Hi; can anyone spot what I'm doing wrong in the first of these match/replaces? Or, if the answer is right, why my expectation is wrong? I would expect the answer to be "mMmMm", but it is "MmMmMm". I threw in some additional tests; all except #3 give the result I expect. #3, as you can see is very similar to #1 but with "." for the replacement rather than "M".
Are you sure your #1 example is correct? I would expect 'mMmMm', not 'MmMmMm' as you gave as the result.

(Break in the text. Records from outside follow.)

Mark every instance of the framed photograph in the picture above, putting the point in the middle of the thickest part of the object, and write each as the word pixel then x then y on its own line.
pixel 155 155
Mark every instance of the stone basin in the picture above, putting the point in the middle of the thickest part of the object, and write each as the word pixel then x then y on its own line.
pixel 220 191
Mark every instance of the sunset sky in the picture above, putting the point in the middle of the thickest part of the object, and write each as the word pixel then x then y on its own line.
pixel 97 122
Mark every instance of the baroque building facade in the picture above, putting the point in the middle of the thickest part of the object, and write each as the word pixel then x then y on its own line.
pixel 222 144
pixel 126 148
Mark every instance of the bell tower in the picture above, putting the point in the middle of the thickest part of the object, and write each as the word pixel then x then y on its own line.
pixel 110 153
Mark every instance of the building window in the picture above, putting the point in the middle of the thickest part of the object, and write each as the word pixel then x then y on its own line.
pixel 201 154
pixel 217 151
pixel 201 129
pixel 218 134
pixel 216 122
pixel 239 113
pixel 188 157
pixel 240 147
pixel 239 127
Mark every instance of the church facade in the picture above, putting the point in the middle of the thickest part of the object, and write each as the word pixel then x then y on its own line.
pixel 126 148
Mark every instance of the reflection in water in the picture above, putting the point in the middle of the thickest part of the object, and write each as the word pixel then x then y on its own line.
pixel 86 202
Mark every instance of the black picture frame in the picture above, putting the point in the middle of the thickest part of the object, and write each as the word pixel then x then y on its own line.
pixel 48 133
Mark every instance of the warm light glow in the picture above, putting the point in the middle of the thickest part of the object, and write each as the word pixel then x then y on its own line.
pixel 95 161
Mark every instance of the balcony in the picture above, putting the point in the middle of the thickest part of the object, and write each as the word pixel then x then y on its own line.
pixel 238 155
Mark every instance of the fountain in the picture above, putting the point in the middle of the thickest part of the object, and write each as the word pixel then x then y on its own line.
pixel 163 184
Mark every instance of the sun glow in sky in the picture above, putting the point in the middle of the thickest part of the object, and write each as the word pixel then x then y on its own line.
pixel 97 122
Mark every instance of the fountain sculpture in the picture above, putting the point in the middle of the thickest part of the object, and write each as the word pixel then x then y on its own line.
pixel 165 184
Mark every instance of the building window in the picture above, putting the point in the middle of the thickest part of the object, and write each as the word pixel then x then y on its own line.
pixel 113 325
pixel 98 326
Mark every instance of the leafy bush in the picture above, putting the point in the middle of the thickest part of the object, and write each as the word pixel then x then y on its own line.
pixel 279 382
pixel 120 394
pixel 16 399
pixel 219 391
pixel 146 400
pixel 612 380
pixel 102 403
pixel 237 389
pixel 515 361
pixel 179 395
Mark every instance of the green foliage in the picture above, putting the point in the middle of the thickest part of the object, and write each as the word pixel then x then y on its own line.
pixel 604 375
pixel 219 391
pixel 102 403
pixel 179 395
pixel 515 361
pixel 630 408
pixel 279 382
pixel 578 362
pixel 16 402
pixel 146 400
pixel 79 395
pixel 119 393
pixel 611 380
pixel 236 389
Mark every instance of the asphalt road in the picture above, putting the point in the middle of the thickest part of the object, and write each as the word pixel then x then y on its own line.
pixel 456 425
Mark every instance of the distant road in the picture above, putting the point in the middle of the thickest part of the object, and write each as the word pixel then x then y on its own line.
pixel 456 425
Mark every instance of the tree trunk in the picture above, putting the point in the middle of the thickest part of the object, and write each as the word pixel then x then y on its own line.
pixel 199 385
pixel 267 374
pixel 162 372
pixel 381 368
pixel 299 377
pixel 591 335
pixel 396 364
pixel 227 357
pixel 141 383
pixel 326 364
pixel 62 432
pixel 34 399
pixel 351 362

I'll take a look and see what I can find. Of course, it's always the corner cases that seems to get you in the end. Off the top of my head, I don't think I even included any tests for zero length strings in the unit tests. :(
If you would like to refer to this comment somewhere else in this project, copy and paste the following link:
the first fails with:
/Volumes/Home/EXAMPLES/RegexKit/Sourcecode/Source/unitTests/collectionAdditions.m:893: error: -[collectionAdditions testStringMatchAndReplace] : "[searchAndReplacedString isEqualToString:@"mMmMm"]" should be true. String: MmMmMm
the second succeeds.
I stepped through the execution and I can see vaguely what is happening in RKStringByMatchingAndExpanding: because the ref string is empty, no instructions are put in the referenceInstructionsBuffer, so nothing happens when it does RKApplyReferenceInstructions so the copyInstructionsBuffer is empty and it just returns the searchString. I think when the replace count is greater than 1, some copy instructions (for the matched but unreplaced bits) are put in the copyInstructionsBuffer, so the unmatched bits do get copied (and the matched bits get left behind!). I hesitate to blast a "fix" in because I'm likely to fix this problem and break 23 working things, also the correct fix is probably as much a matter of taste as technique. One did occur to me which was to have a sort of noop instruction and when the ref string is empty chuck the noop in the list of instructions. It might also be worthwhile to consider what should happen if the ref string is nil as opposed to empty - currently I think nil is returned which may or may not be consistent? It could equally return the unmatched bits with nothing inserted between them?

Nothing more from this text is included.